- In 1970, there were roughly 350,000 people in jails and prisons in the US. Today there are more than 2.2 million with another 5 million on probation or parole. One in every 31 Americans is subject to some form of correctional control. Public safety is a legitimate priority for any nation, but it doesn’t explain the fact that the US has the highest rate of incarceration in the world. While more than one in 100 adults in America are behind bars, that number is one in 15 [I believe this figure is high] for African-American men. For every 9 people executed in the US in the last 40 years, one person on death row was found to be innocent. [I found some “facts” in this article to be suspect.]
- But it is the length of sentences that truly distinguishes US prison policy. Some prisoners are locked up for life — literally — and many receive harsh sentences for non-violent crime. These long sentences are leading to an ageing prison population — with 8% of prisoners now over the age of 55. This, in turn, is increasing the burden of providing healthcare and geriatric services. And in California alone, it is believed that around 50% of inmates need mental health treatment.
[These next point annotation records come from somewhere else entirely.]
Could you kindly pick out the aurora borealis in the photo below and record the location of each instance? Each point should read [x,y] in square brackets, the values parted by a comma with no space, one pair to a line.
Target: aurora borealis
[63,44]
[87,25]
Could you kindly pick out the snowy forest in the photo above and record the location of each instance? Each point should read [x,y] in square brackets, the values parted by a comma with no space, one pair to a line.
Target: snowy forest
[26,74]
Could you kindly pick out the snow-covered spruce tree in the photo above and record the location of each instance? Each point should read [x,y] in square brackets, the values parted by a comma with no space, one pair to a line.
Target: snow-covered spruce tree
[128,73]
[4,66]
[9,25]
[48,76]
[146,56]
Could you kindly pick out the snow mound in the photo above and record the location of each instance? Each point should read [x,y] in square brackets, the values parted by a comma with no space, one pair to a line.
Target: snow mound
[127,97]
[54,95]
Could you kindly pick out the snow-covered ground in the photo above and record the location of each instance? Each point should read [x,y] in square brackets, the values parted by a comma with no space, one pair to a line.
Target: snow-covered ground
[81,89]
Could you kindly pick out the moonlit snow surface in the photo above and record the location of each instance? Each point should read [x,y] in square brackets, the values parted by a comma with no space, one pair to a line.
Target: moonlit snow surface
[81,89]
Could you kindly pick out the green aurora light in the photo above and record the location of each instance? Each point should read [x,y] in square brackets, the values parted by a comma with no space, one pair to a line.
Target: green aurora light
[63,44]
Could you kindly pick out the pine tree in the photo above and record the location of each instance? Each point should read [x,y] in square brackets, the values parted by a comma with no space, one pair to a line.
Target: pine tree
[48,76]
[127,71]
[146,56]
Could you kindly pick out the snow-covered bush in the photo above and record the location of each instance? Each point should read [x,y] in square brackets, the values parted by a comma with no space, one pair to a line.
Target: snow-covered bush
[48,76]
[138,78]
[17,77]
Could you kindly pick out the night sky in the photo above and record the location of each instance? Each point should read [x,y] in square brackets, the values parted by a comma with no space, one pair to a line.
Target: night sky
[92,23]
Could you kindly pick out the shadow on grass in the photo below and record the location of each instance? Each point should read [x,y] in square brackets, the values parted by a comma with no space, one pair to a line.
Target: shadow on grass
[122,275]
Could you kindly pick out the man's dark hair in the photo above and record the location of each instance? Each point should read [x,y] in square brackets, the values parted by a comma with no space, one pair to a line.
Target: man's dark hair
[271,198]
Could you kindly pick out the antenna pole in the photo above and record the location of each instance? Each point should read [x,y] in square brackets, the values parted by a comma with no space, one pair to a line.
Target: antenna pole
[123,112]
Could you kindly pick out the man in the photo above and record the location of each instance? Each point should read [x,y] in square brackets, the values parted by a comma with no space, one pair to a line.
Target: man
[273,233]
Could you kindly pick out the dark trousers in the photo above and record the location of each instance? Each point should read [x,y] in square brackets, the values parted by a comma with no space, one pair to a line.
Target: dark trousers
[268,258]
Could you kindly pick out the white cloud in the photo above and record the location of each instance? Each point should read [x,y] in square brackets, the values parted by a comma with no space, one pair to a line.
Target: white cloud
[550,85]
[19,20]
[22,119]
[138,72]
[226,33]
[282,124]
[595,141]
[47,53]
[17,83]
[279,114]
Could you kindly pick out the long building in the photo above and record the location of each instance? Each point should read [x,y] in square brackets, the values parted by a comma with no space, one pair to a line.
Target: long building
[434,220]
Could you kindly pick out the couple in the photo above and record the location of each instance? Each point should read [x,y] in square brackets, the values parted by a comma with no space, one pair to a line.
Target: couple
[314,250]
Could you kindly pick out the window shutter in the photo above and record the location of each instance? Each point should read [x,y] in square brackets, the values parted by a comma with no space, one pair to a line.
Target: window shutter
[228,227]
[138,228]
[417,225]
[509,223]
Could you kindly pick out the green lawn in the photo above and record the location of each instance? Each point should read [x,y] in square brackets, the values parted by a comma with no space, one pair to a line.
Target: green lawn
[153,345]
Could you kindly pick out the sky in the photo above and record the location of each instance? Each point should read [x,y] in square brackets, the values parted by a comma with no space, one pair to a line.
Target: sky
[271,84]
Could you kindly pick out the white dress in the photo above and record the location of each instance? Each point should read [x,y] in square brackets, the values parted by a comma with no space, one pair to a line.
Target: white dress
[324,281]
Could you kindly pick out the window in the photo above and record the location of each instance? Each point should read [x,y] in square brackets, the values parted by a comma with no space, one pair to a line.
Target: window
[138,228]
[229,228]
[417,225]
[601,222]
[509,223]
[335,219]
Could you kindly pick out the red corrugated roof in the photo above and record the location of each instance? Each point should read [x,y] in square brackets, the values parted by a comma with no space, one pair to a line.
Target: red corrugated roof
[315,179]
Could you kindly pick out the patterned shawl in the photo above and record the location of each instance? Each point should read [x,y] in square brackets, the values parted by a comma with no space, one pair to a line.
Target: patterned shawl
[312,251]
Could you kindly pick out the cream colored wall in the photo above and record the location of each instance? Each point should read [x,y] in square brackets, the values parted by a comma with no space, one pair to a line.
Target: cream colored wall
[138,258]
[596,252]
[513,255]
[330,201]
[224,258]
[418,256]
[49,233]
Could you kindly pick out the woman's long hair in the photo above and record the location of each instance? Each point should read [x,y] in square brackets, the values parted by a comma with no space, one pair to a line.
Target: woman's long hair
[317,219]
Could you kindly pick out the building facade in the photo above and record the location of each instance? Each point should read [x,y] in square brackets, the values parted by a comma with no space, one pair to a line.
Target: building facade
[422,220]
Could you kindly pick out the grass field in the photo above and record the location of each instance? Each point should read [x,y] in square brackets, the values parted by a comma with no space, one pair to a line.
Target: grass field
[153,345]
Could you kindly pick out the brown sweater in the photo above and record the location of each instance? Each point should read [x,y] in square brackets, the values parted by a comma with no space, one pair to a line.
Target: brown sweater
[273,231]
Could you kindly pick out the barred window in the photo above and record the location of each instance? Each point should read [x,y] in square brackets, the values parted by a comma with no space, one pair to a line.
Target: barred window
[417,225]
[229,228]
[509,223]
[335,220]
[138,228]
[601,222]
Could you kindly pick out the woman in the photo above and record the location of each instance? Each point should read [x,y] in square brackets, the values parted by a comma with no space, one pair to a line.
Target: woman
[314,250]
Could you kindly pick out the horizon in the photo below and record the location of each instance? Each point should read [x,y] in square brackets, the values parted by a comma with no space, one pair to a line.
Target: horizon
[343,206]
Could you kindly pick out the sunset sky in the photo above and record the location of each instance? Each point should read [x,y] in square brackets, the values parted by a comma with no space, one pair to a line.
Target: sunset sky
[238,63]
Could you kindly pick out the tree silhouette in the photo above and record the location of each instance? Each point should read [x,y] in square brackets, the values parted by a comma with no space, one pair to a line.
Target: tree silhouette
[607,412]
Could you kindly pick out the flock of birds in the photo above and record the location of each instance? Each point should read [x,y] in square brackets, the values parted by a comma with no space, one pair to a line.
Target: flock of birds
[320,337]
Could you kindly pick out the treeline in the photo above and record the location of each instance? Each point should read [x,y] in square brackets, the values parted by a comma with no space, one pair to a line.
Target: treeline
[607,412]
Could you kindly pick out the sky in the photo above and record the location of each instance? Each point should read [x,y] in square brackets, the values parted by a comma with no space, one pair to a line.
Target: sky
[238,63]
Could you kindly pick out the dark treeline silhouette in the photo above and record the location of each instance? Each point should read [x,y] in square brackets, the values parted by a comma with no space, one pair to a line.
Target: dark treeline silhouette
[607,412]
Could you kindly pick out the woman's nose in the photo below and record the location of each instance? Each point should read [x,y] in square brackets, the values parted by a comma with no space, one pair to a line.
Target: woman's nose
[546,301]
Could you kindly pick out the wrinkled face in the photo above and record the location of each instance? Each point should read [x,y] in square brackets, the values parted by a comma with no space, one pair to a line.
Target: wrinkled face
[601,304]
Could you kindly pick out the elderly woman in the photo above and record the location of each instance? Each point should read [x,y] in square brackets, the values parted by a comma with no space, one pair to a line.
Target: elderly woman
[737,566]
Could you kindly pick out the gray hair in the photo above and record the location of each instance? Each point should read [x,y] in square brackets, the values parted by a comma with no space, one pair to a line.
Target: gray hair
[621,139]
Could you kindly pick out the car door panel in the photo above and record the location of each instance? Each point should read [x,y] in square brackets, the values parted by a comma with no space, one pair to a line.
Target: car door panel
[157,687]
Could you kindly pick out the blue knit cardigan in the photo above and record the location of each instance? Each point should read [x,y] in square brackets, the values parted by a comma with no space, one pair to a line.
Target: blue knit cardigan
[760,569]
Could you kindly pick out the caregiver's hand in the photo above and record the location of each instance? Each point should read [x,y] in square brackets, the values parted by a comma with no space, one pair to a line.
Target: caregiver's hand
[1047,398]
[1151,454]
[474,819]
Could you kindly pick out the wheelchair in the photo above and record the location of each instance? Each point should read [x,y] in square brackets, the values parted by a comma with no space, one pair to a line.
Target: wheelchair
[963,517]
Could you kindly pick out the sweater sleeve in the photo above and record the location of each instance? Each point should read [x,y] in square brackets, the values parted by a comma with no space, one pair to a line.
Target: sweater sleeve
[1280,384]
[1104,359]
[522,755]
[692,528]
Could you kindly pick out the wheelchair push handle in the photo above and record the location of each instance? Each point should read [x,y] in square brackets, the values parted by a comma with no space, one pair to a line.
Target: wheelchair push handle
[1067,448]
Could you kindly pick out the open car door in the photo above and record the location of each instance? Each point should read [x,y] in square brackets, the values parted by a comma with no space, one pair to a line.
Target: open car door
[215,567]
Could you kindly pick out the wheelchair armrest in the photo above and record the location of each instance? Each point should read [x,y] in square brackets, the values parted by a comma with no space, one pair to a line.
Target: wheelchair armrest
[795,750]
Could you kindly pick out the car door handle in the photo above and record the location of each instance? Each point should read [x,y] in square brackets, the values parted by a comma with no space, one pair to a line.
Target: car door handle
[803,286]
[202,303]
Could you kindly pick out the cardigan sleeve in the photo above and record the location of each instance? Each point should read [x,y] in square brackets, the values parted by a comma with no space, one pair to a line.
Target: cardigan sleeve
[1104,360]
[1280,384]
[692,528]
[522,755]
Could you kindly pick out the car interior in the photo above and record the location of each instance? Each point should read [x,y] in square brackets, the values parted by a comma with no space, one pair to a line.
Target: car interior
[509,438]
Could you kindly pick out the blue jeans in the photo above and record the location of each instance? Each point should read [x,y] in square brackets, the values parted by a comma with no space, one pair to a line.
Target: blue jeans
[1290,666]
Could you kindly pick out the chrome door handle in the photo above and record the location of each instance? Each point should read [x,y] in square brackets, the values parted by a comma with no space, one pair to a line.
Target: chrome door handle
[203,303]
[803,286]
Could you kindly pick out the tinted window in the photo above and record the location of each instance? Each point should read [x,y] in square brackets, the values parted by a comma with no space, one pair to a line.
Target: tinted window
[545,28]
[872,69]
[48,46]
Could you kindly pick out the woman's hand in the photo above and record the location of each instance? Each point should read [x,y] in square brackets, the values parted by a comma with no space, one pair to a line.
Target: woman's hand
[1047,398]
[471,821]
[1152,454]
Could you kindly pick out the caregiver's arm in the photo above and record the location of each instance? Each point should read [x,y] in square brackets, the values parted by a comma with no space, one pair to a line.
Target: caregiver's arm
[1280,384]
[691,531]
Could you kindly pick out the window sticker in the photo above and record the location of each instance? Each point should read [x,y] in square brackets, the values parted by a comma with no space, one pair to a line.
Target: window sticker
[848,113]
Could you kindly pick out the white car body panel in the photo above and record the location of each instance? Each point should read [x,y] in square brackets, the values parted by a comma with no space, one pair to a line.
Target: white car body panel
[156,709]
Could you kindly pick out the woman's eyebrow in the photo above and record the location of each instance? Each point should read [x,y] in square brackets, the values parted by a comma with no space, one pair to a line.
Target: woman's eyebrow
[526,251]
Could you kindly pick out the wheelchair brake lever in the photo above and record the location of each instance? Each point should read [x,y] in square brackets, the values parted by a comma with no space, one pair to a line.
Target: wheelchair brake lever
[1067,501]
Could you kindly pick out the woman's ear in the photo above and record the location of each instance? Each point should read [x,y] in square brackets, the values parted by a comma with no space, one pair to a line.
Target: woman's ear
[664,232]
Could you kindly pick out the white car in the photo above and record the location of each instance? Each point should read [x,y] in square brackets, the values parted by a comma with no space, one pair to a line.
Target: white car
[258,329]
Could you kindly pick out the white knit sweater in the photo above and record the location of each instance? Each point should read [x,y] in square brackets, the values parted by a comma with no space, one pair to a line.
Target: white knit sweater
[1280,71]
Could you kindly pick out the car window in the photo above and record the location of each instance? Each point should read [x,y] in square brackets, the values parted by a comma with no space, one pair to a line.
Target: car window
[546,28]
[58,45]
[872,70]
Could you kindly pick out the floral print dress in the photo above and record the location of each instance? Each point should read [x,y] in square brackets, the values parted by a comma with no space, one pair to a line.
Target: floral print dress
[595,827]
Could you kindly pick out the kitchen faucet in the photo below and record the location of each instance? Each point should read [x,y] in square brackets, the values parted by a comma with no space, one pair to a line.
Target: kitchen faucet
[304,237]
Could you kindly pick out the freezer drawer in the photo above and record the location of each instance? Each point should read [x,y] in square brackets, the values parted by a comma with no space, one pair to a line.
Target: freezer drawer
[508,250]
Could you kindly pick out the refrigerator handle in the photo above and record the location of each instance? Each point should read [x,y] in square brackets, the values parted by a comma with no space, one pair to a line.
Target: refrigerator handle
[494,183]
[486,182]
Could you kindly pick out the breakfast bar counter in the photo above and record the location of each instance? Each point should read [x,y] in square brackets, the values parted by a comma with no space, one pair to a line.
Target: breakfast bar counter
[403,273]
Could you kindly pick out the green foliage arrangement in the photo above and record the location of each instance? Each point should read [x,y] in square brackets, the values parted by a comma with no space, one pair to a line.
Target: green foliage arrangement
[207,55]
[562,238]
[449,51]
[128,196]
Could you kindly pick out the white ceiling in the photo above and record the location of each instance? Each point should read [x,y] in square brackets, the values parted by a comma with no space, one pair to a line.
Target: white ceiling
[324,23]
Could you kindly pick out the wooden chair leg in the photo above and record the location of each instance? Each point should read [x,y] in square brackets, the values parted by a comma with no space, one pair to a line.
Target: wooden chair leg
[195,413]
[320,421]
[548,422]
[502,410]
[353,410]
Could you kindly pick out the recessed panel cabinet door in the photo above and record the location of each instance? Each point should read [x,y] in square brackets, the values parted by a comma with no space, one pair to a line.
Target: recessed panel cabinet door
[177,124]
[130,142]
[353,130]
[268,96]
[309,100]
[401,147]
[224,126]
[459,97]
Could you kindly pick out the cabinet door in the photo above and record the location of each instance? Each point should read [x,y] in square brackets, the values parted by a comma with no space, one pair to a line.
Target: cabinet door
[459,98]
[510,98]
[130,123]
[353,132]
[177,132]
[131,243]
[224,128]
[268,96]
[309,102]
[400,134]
In Texas, there’s an old saying among prisoners: “You’re guilty until proven rich.” (And now add, “Or too old or sick to discharge anyway?” (This article as well has some unsupported assertions.)
- Once an isolationist communist state, over the past 20 years China has become the world’s biggest exporter of consumer goods. But behind this apparent success story is a dark secret — millions of men and women locked up in prisons are forced into intensive manual labour. China has the biggest penal colony in the world — a “secret” network of more than 1,000 slave labour prisons and camps known collectively as “The Laogai”. And the use of the inmates of these prisons — in what some experts call “state sponsored slavery” — has been credited with contributing to the country’s economic boom. Those who refuse to work are beaten. In the US, meanwhile, increased prison privatisation in recent decades is a hidden factor behind America’s obscene spike in incarceration rates. It’s believable that the money generated by highly profitable companies like Corrections Corporation of America and GEO Group has some influence on increasing the prison population. As long as there’s a profit motive to lock people up for private gain, prison populations will continue to inflate. But by how much is unknown.
Economist Glenn Loury argues that the USA’s extraordinarily high incarceration rate isn’t a response to rising crime rates or a proud success of social policy, but the product of a generation-old collective decision to become a more punitive society. He connects this policy to the history of racial oppression, showing that the punitive turn in American politics and culture emerged in the post-civil rights years and has today become the main vehicle for the reproduction of racial hierarchies.